A multi-layered dataset from sewage across five European cities in an SQL database.
We present a comprehensive dataset originating from our longitudinal sewage surveillance in five European cities: Copenhagen, Rotterdam, Budapest, Rome and Bologna over 9-19 months with variable time frames between the cities (2019-2021). This includes the data from shotgun metagenomic sequencing and qPCR (for pathogens) done on 230 samples (qpcr.csv, qpcr_primers.csv), as well as Hi-C sequencing and analysis results for 24 samples (proximeta-csv).

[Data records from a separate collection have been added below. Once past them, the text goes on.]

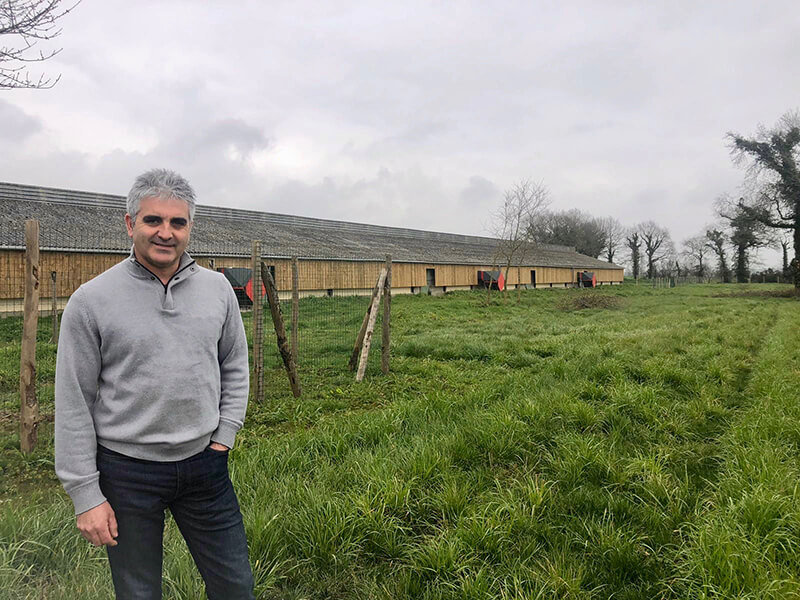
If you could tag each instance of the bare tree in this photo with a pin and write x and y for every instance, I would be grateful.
(569, 228)
(657, 244)
(522, 204)
(773, 160)
(716, 243)
(27, 23)
(634, 243)
(747, 232)
(695, 249)
(785, 271)
(613, 236)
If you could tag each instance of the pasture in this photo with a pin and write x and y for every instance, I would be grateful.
(644, 445)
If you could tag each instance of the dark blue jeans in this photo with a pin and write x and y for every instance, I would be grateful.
(199, 494)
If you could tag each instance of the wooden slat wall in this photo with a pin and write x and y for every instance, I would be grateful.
(75, 268)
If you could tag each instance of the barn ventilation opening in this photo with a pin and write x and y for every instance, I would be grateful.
(430, 277)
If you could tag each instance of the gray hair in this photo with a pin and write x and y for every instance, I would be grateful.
(160, 183)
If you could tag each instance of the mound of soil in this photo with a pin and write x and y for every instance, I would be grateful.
(589, 300)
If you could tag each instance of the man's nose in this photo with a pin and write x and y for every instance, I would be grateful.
(164, 230)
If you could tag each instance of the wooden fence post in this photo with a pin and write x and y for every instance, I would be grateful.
(28, 405)
(373, 315)
(387, 311)
(280, 331)
(258, 322)
(295, 306)
(362, 332)
(54, 279)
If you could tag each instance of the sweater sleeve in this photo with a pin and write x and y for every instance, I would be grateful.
(234, 373)
(77, 370)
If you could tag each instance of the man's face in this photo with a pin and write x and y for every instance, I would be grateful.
(160, 233)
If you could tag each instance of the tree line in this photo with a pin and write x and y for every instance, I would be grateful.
(767, 214)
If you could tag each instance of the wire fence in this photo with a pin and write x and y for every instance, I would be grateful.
(333, 292)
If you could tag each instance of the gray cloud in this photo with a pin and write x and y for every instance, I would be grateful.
(16, 125)
(412, 114)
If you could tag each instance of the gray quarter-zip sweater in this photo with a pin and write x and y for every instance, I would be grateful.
(153, 371)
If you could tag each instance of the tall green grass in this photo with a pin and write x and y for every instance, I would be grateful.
(517, 450)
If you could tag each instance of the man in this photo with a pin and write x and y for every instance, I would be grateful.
(151, 388)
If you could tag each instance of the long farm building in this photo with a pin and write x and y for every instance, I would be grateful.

The metadata (meta_location.csv) provided comprises GPS coordinates, the names of the sewage treatment plants, and, for some cities, temperature and pH measurements etc.
The dataset incorporates outputs of bioinformatic analyses of short-read metagenomic sequencing, including abundances of ARGs on gene and class level (resfinder_gene_abundance.csv, resfinder_class_abundance.csv), along with tables containing which gene belongs to which AMR class (resfinder_gene_class.csv) and phenotype (resfinder_gene_phenotype.csv). Abundances of different taxa obtained through reference-based classification of sequencing reads (genomic_phylum_abundance.csv, genomic_class_abundance.csv, genomic_order_abundance.csv, genomic_family_abundance.csv, genomic_genus_abundance.csv, genomic_species_abundance.csv) are also available. Metagenomic assemblies are presented in the form of binned contigs with basic information and potential source (binned_contigs.csv), abundances in each sample for each contig (numbases_bins_derepMAGs_allcities_with_repl.csv), and metagenome-assembled genomes (MAGs), accompanied by relevant quality assessments (mag_checkm2.csv) and annotations (gene_annotation.csv).